Voici l’insigne de la 10e promotion de l’E.M.I.A (1970-1971) qui a pris pour nom « Pierre Koenig ».

Koenig et la Libération de Paris – Partie 2

Le 30 juillet 1971, elle fut tristement endeuillée par la perte de 23 élèves officiers, accompagnés de 2 officiers et 9 sous-officiers de l’encadrement des écoles de Coëtquidan et de 3 membres d’équipage, dans l’accident aérien d’un Noratlas. Les jeunes sous-lieutenants avaient reçu leurs épaulettes quelques jours auparavant. C’est sur leur temps de permission qu’ils étaient venus effectuer à l’école des troupes aéroportées de Pau l’ultime stage indispensable pour obtenir le brevet parachutiste. En leur mémoire une stèle fut inaugurée à Coëtquidan le 30 juin 1972.

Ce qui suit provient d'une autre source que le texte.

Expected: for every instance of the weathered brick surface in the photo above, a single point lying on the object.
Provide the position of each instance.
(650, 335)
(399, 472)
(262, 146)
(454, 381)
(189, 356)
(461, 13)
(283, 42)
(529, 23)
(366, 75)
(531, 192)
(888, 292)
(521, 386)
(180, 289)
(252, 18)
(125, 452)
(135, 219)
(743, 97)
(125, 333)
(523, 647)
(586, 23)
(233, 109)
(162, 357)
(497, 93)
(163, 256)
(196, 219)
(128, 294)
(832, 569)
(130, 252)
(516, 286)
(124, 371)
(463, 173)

Koenig et la Libération de Paris – Partie 2

Les élèves officiers de réserve (EOR-F1 puis OER) de l’EAABC (Saumur), de la promotion « Libération de Paris (1944-1994) », ont choisi cet insigne pour rendre hommage à tous ceux qui ont participé à la libération de la capitale, qu’ils viennent de Paris, de banlieue, de province ou des confins du Sahel. L’insigne présente une fleur de lys, symbole de l’Île-de-France, l’arc de Triomphe rappelle les grandes batailles de l’Empire et le défilé des troupes françaises et alliées sur les Champs-Élysées en 1944. Le rouge symbolise le sang versé et le ruban de la Légion d’honneur. Enfin, l’épée levée des élèves officier est chargée de l’insigne de la 2e DB.

Je fus honoré d’être le responsable tradition du bureau de cette promotion. Et à titre d’anecdote, est également issu de cette promotion le général de brigade Jean-François Morel qui a commandé le centre des opérations de la Gendarmerie nationale lors des Jeux olympiques (COMFORGEND IDF JOP 2024).

 

Quelques sources :

  • Frédéric de Berthier de Grandry, Gilles Boué (†), Vincent Giraudier, Histoire du défilé militaire du 14 Juillet à Paris, depuis 1880, 2024, 320 pages.
  • Adrien Dansette, Histoire de libération de Paris, Fayard, 1946, 533 p.
  • Jean Guéhenno, Journal des années noires (1940-1944), Gallimard, folio, 1973, 438 p.
  • Dominique Lormier, Koenig : l’homme de Bir Hakeim, Paris, Editions du Toucan, 2012, 358 p.
  • Jean-François Muracciole, La Libération de Paris : 19-26 août 1944, Tallandier, 2013, 208 pages.
  • Jean-Christophe Notin, Leclerc, Perrin, 2005, 620 pages.
  • Françoise Seligmann, Liberté, quand tu nous tiens, Fayard, 2000, 394 p.